Theresa walked out to the edge of the desert and turned to her policeman husband.
“Deep anger.”
&
nbsp; CHAPTER 11
For three weeks, despite a maximum hand-in-glove effort by Mohlman and Pastern, they got no closer to the killers. The detectives knew what was at stake, and the importance of speed. Murders weren’t frequent in West Valley, and double homicides were unthinkable. The execution of the Watsons would stick in the headlines until resolved, and the echo of Susan Powell upbraided them every day.
Chief Grady’s method of pressuring the Homicide Squad was to convene two-hour meetings every other day and harangue the detectives. “I need a storyline for the media,” he stammered. “Is it terrorism? Drug lords? A disgruntled brother-in-law?”
Grady understood the need for a focused media line, and “drugs” remained the simplest theme. As the days passed, Phil and Henry felt control shifting more and more towards the Narcotics Squad. “We will keep the big-city scourge of illicit drugs back from our peaceful community,” Chief Grady vowed at one press conference, with Boog DeKlerk, rather than Phil Mohlman, standing beside him.
DeKlerk faced his own challenge from the relentless insinuations of the Drug Enforcement Administration, the Bureau of Alcohol, Tobacco, Firearms and Explosives, and the FBI. It was too big a drug case for West Valley, they argued. Their subtext was that federal agencies could better handle its cross-jurisdictional dimensions, despite no evidence so far that the killers came from outside Utah.
The onslaught by the feds temporarily muted the rivalry between the West Valley Drug and Homicide Units.
“It’s like a game of three-dimensional chess,” Boog declared at the Rose one afternoon.
“Three-dimensional checkers,” Phil answered. “Don’t let’s flatter ourselves.”

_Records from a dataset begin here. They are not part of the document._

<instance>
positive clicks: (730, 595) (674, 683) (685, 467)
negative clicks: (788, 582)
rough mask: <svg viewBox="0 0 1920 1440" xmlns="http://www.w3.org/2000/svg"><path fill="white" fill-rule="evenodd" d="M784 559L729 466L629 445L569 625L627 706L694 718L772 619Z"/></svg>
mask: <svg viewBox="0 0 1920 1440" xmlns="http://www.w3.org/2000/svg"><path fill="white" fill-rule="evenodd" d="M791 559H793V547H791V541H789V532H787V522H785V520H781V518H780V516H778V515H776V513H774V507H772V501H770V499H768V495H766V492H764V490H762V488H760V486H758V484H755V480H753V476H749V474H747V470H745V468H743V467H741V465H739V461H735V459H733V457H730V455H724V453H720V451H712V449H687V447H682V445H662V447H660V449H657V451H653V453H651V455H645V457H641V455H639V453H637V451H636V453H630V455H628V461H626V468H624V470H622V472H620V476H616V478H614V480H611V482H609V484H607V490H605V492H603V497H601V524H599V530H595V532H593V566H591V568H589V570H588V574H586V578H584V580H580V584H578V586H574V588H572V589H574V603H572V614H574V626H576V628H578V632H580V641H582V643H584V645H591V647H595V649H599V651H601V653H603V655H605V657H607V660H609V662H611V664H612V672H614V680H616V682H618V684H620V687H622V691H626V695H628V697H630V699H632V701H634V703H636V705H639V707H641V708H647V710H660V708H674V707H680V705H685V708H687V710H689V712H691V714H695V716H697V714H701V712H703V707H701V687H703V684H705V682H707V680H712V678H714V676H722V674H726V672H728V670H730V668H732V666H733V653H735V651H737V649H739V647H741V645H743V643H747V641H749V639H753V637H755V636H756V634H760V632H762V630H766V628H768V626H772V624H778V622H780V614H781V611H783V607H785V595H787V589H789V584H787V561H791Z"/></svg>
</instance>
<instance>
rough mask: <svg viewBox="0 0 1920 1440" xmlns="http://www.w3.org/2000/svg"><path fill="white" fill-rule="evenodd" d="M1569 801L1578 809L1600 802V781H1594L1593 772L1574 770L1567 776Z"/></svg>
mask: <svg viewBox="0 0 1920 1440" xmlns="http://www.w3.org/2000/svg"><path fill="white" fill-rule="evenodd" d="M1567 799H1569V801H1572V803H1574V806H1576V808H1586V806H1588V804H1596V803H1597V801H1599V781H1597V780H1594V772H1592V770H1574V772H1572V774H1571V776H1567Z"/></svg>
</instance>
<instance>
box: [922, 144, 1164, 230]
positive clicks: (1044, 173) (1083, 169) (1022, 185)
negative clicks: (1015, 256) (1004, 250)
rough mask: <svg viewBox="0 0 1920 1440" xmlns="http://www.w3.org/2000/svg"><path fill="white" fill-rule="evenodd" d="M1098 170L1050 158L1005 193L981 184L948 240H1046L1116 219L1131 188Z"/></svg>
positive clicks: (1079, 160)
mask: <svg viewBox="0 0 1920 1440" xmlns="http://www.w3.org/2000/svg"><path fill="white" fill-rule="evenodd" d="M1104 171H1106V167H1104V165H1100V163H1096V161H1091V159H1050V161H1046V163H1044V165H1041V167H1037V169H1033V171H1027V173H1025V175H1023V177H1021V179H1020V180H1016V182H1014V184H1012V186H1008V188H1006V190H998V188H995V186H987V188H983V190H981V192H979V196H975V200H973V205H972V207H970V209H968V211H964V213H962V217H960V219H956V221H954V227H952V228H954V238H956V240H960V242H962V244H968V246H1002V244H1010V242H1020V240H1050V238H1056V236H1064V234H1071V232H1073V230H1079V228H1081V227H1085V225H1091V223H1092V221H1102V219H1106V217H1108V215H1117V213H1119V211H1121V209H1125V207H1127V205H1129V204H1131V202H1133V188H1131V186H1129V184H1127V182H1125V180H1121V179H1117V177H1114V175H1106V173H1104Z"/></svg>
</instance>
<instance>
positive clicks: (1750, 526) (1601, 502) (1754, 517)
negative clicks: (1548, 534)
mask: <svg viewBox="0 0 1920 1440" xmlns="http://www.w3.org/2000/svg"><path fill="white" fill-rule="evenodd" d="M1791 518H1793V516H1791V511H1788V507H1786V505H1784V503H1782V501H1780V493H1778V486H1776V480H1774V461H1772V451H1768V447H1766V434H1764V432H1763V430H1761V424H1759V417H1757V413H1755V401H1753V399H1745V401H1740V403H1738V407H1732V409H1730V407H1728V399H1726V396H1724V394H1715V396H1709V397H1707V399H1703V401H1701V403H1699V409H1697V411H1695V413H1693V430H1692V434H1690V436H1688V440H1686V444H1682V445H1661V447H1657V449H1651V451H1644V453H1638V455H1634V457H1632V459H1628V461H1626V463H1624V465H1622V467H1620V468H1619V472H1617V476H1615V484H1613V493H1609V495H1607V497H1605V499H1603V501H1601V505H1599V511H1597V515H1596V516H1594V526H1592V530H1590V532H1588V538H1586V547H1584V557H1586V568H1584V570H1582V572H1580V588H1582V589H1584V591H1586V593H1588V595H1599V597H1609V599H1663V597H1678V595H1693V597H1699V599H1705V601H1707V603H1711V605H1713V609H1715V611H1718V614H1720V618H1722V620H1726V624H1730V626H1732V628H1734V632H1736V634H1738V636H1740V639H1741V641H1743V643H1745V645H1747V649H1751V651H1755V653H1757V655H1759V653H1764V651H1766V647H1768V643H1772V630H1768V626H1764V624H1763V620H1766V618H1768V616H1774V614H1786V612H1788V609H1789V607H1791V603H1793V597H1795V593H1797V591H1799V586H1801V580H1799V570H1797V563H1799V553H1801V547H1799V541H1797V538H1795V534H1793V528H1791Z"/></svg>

Henry assembled a binder of profiles of every Hollis Street resident, including the previous owners of vacant units 6 and 8. For each owner, he charted his or her location at the time of Gabriella’s murder and the estimated moment of Tom Watson’s death and removal. Phil and Henry, with support from Jackson, followed up with the locals to lock in the details. They put up an impressive collage of the street layout in one of the interrogation rooms at West Valley headquarters, using a blueprint of the lots as a backdrop, and when that space was needed by other detectives, Henry reinstalled it in his cubicle.